Paris, as no other city in the world, offers a playhouse of brilliant and charming mise-en-scène; and gives the visitor subtly to understand that she expects him to live up to it. Otherwise she has no interest in him. For the well-tailored Englishman, the striking Américaine, for anyone and everyone who can claim title to that supreme quality, chic, Paris is ready to open her arms and cry kinship. Those whom she favours, however, are held strictly to the mark of her fine standard of the exquisite; and if they falter—oblivion.

“I am never in Paris two hours,” said an American friend of mine, “before I begin to perk and prink, and furbish up everything I have. One feels that each man and woman in the street knows the very buttons of one’s gloves, and quality of one’s stockings; and that every detail of one’s costume must be right.” Many people have voiced the same impression: as of being consciously and constantly “on view”—before spectators keenly critical. The curtain seems to rise on oneself alone in the centre of the stage, and never to go down until the last pair of those appraising eyes has passed on.

It is a very different appraisement, however, from the “inventory stare” of Fifth Avenue. Here, not money value but beauty of line—blend of colour, grace, verve—is the criterion. And the modestly gowned little midinette receives as many admiring glances as the gorgeous demi-mondaine, if only she has contrived an original cut to her frock, or tied a clever, new kind of bow to her hat. Novelty, novelty, is the cry of the exacting artiste; and who obeys wins approval—who has exhausted imagination is laid upon the shelf.

But, again, this is not the shifting, impermanent temper of Madame New York; it is the fickle variability of the great artist, exercising her eternal prerogative: caprice. She accepts a fashion one week, discards it the next for one newer; throws that aside two days later, and demands to know where everyone’s ideas have gone.
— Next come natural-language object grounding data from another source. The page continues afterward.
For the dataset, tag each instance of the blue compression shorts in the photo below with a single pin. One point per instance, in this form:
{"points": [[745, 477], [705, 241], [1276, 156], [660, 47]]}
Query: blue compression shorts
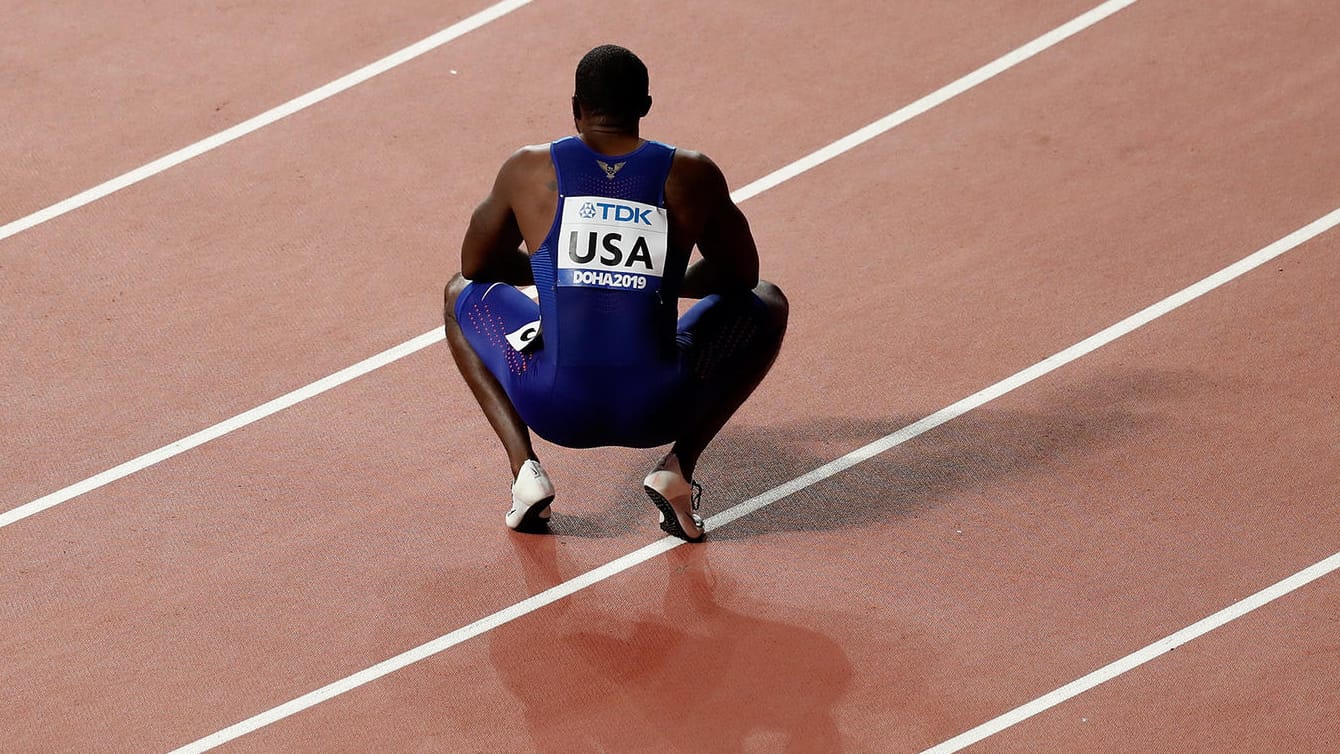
{"points": [[631, 406]]}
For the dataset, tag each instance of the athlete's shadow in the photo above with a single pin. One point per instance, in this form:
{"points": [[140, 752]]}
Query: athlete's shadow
{"points": [[989, 443], [700, 671]]}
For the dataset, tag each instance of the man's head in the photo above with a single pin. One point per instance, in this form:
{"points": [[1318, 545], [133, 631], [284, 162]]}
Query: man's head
{"points": [[611, 87]]}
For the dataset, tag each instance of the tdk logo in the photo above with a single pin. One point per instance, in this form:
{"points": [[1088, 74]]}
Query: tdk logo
{"points": [[615, 212]]}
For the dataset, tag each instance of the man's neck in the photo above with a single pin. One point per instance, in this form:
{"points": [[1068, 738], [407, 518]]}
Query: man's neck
{"points": [[611, 139]]}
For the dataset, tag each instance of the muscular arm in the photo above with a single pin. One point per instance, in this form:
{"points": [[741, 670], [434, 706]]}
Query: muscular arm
{"points": [[491, 249], [729, 255]]}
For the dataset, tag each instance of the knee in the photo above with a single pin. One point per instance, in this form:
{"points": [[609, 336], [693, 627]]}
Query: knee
{"points": [[450, 293], [776, 303]]}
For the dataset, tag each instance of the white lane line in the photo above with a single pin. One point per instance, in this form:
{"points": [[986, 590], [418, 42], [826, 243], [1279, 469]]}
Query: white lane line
{"points": [[271, 115], [935, 98], [753, 189], [221, 427], [748, 506], [1139, 656]]}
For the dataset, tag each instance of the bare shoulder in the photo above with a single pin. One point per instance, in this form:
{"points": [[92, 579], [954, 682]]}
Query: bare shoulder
{"points": [[696, 178], [696, 168], [525, 162]]}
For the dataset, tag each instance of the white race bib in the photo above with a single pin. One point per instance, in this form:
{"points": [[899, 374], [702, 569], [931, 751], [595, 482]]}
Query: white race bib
{"points": [[614, 244]]}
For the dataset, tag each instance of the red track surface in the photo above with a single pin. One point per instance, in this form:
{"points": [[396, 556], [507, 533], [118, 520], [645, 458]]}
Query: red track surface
{"points": [[891, 607]]}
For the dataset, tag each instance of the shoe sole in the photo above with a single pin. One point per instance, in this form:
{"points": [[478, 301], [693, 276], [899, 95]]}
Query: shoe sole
{"points": [[669, 518], [531, 518]]}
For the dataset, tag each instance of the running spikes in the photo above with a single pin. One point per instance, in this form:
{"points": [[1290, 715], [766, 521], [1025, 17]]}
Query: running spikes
{"points": [[677, 498], [531, 497]]}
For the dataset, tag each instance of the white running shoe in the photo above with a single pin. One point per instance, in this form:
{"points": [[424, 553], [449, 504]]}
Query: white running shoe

It is not that she is pettish, but simply that she is used to being slaved for, and to being pleased—by something different, something more charming every hour. Infinite pains are taken to produce the merest trifle she may fancy. Look from your window into the rows of windows up and down the street, or that line your court: everywhere people are sewing, fitting minute bits of delicate stuffs into a pattern, threading tiny pearls to make a border, straining their eyes in dark work-rooms,—toiling indefatigably—to create some fragile, lovely thing that will be snatched up, worn once or twice, and tossed aside, forgotten for the rest of time.